Bisnis.com, JAKARTA – Dewan Jaminan Sosial Nasinal (DJSN) mencatat nominal pending klaim dan dispute klaim BPJS Kesehatan pada 2024 melesat dibanding tahun sebelumnya.
Per akhir 2024, biaya pending klaim tercatat sebesar Rp5,92 triliun atas 3,69 juta kasus. Posisinya melesat dibanding pending klaim periode 2023 dengan nominal sebesar Rp2,16 triliun atas 523.515 kasus.
Di sisi lain, jumlah dispute klaim pada 2024 tercatat sebesar Rp216,43 miliar atas 45.960 kasus, meningkat dibanding dispute klaim pada periode 2023 sebesar Rp135,36 miliar atas 30.686 kasus.
Direktur BPJS Kesehatan Ali Ghufron Mukti menjelaskan klaim pending merupakan klaim hasil verifikasi yang memerlukan konfirmasi kepada pihak fasilitas kesehatan.
Dia menjabarkan, alasan BPJS Kesehatan melalukan pending klaim paling banyak adalah karena konfirmasi kode diagnosa atau prosedur yang tidak tepat, tidak sesuai kaidah pengkodean klisnis. Faktor ini mencapai 29,43% dari total pending klaim.
"Berikutnya 19,54% karena indikasi kondisi kunjungan rawat jalan berulang. Ketiga karena konfirmasi kode diagnosa atau prosedur tidak tepat, tidak didukung bukti pelayanan, ini 14,50%," kata Ghufron dalam Rapat Kerja bersama Komisi IX DPR RI, Senin (26/5/2025).
Baca Juga
Alasan keempat pending klaim adalah konfirmasi indikasi kunjungan atau indikasi tindakan sebesar 6,96%. Alasan terakhir adalah konfirmasi indikasi rawat inap tidak tepat, porsinya sebesar 5,34%.
Ghufron memaparkan bahwa memasuki kuartal I/2025 ini ada indikasi presentase pending klaim membaik, ditinjau dari mengecilnya proporsi biaya klaim pending terhadap realisasi biaya pelayanan kesehatan yang dibayarkan BPJS Kesehatan.

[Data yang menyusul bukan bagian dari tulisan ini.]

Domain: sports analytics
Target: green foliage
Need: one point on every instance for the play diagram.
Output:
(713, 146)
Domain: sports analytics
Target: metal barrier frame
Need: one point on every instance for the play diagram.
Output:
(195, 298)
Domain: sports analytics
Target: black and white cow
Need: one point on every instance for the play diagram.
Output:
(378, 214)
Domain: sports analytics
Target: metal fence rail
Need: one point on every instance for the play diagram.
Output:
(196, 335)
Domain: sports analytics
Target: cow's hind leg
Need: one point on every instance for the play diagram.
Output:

Pada posisi per Desember 2024, proporsi biaya klaim pending secara komulatif tercatat sebesar 3,38% dan mengecil menjadi 1,83% pada April 2025.

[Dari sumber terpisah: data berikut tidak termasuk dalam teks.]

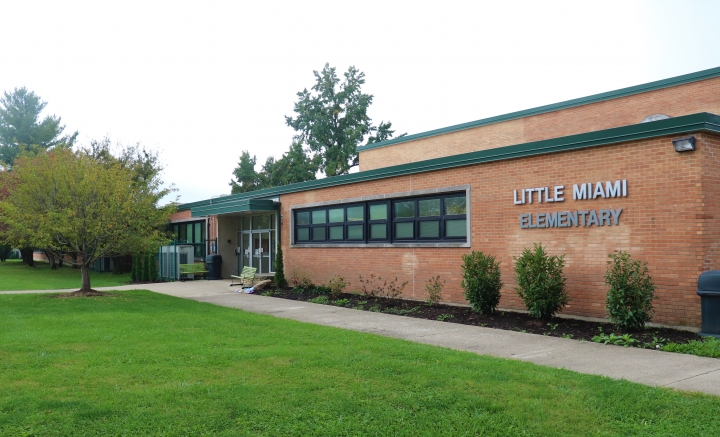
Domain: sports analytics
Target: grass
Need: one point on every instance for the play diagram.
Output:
(707, 347)
(17, 276)
(139, 363)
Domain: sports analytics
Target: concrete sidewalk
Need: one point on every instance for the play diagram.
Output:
(655, 368)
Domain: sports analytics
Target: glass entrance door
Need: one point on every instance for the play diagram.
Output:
(261, 251)
(257, 243)
(257, 250)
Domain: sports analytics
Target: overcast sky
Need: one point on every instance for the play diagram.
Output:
(200, 81)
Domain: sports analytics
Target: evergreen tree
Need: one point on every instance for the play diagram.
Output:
(21, 127)
(332, 120)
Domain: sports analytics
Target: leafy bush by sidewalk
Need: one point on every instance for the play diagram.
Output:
(481, 281)
(629, 299)
(541, 284)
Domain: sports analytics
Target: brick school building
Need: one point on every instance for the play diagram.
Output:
(636, 169)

Apabila dibedah berdasarkan presentase besaran pending klaim yang terjadi di setiap fasilitas kesehatan, presentase pending klaim 0-15% meningkat dari jumlah kasus yang terjadi di 2.522 Fasilitas Kesehatan Rujukan Tingkat Lanjutan (FKRTL) pada Desember 2024 menjadi 2.741 FKRTL pada April 2025.
Sementara, untuk presentase pending klaim besar di atas 15%, kasusnya turun dari 488 FKRTL pada Desember 2024 menjadi 262 FKRTL pada April 2025.
"Kami yakin akan selesai nanti kalau banyak ketemu. Pending klaim itu gampang sebetulnya, hal-hal yang administratif tinggal dipenuhi saja. Kalau tidak, jadi persoalan," kata Ghufron.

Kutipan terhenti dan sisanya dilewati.